A distribution is said to be symmetric, when its mean, median, and mode are the same. In other words it can be said that, the length of the curve of the left-hand tail will be a mirror image of the right-hand tail.

Therefore, the shape of a distribution can be identified by using the measure of skewness.

Left-skewed:

For a left-skewed distribution, $\text{Mean}<\text{Median}<\text{Mode}$. Moreover, the data will monotonically decrease after attaining the maximum and if the left hand side of the curve is larger than the right hand side, then it is called a left-skewed distribution. This is also called as negatively-skewed distribution.

Right-skewed:

For a right-skewed distribution, $\text{Mean > Median > Mode}$. Moreover, the data will monotonically increase after attaining the maximum and if the right hand side of the curve is larger than the left hand side, then it is called a right-skewed distribution. This is also called as positively-skewed distribution.
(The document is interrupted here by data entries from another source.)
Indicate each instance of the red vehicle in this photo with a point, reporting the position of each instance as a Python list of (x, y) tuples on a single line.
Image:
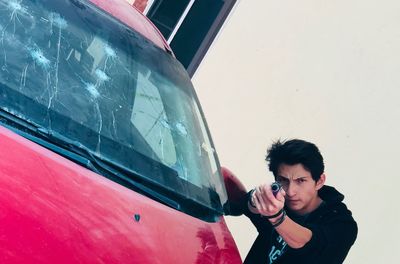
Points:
[(104, 153)]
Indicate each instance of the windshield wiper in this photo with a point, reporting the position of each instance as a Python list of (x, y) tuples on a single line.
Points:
[(78, 153)]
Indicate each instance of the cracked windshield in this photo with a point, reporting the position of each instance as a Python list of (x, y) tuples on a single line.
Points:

Since, mean is greater than median, it can be inferred that the distribution of annual salary is right or positive skewed.

To determine

Obtain the first and third quartiles of the dataset.

Answer to Problem 8E

The first and third quartiles of the dataset are $\underset{\_}{Q_1=67}$, and $\underset{\_}{Q_3=106}$, respectively.

Explanation of Solution

Calculation:

Quartiles:

Quartiles are those values which divide the data into four equal parts.

Quartiles tells that 25% of the values will be less than the first quartile and 25% of the values will be greater than the third quartile and 50% of the values lies between the first and third quartile with median dividing the parts.
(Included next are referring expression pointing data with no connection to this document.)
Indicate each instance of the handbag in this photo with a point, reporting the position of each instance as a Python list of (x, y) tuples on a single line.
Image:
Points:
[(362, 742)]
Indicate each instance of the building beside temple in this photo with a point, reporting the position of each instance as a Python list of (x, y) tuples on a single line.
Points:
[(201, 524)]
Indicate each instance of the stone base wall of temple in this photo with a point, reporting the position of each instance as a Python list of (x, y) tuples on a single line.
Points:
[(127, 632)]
The general formula to obtain the location of $p^{th}$ percentile is given below:

$L_p=\frac{p}{100}\left(n+1\right)$

First quartile:

The first quartile $Q_1$ of a dataset is a value that divides the lowest 25% of the observations and highest 75% percent of observations.

Therefore, the first quartile is the 25^th percentile.

The location of 25^th percentile is calculated as follows:

$\begin{array}{c}{L}_{25}=\frac{25}{100}\left(15+1\right)\\ =\frac{25\left(16\right)}{100}\\ =\frac{400}{100}\\ =4\end{array}$

Thus, the location of 25^th percentile is 4.0.

From this it can be said that, the 25^th percentile is 0% of the way between the value in 4^th position of ordered dataset and the value in 5^th position of ordered dataset.

The dataset of annual salary have to be arranged in ascending order.

The values corresponding to 4^th and 5^th positions of ordered dataset of annual salaries are 67 and 73.

The 25^th percentile is the value in 4^th position (67) plus 0.0 times the difference between the value in 4^th position and 5^th position.

The 25^th percentile is obtained as given below:

$\begin{array}{c}{\text{25}}^{\text{th}}\text{percentile}=67+0.0\left(73-67\right)\\ =67\end{array}$

Hence, the 25^th percentile or first quartile is 67.

Third quartile:

The third quartile $Q_3$ of a dataset is a value that divides the lowest 75% of the observations and highest 25% percent of observations.

Therefore, the third quartile is the 75^th percentile.

The location of 75^th percentile is calculated as follows:

$\begin{array}{c}{L}_{75}=\frac{75}{100}\left(15+1\right)\\ =\frac{75\left(16\right)}{100}\\ =\frac{1,200}{100}\\ =12\end{array}$

Thus, the location of 75^th percentile is 12.

From this it can be said that, the 75^th percentile is 0% of the way between the value in 12^th position of ordered dataset and the value in 13^th position of ordered dataset.

The dataset of annual salary have to be arranged in ascending order.

The values corresponding to 12^th and 13^th positions of ordered dataset of annual salaries are 106 and 108.

The 75^th percentile is the value in 12^th position (106) plus 0.0 times the difference between the value in 12^th position and 13^th position.

The 75^th percentile is obtained as given below:

$\begin{array}{c}{\text{75}}^{\text{th}}\text{percentile}=106+0.0\left(108-106\right)\\ =106\end{array}$

Hence, the 75^th percentile or third quartile is 106.

Thus, the first and third quartiles of the dataset are $\underset{\_}{Q_1=67}$, and $\underset{\_}{Q_3=106}$, respectively.